All of it, from the epic to the intimate, he views as part of a bi-polar continuum.
“That’s how I visualize how these two things interact because, you see, one without the other doesn’t work. and it’s always been that way for me. The basis of all of this is having a very strong fundamental background. That allows you to take chances.
Technical proficiency will lead to artistic freedom. You first learn how to record but then you learn how to interpret. Then at that point you can do lots of things because a camera is basically an instrument and it’s played like anything else.
“A stylistic approach can only happen after you’ve developed enough to understand where you’re going, how you see the world and having the confidence to do it the way you see it. And quite frankly it’s taken me a long time.”
For all the “flattering” honors to come his way he says, “I don’t look back very often. I spend more time looking forward than backwards for sure. But more often than not I’m just looking at right now.” Generations Shared is a notable exception. “It’s important to me,” he says. Once he conceived the show he had to find a way to create companion images that echoed his grandfather’s abstract works.

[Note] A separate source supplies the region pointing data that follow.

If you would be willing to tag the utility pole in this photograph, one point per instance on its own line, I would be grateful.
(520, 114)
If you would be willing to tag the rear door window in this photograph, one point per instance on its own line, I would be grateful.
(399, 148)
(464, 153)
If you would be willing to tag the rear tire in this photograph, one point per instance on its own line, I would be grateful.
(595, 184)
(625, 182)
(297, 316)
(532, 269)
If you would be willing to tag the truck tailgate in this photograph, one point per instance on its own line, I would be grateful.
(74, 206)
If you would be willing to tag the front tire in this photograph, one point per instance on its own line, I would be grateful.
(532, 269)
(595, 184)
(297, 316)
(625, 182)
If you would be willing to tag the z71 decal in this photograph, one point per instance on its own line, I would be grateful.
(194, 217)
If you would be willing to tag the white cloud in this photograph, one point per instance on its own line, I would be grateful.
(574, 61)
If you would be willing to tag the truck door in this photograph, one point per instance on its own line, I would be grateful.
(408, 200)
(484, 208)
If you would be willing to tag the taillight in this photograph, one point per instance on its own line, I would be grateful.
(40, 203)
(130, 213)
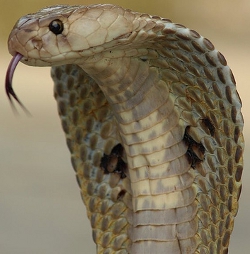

“I had to develop a process I’d never even considered or heard of before in order to reinterpret what he did with copper and glass plates in a kiln. In essence I’m painting negatives and then these painted negatives become the positives which become the art. It’s the only way I could really figure out to communicate-express these same abstract sensibilities.”
He says the images he created may look photo-shopped but they’re actually “pure photography.” At its core, he says, the exhibition “is a dialogue about what a mentor is and how threads of knowledge and information are transferred — DNA or life experience, I don’t which one it is. But input equals output. What goes in comes out. And it’s like this river just flows.”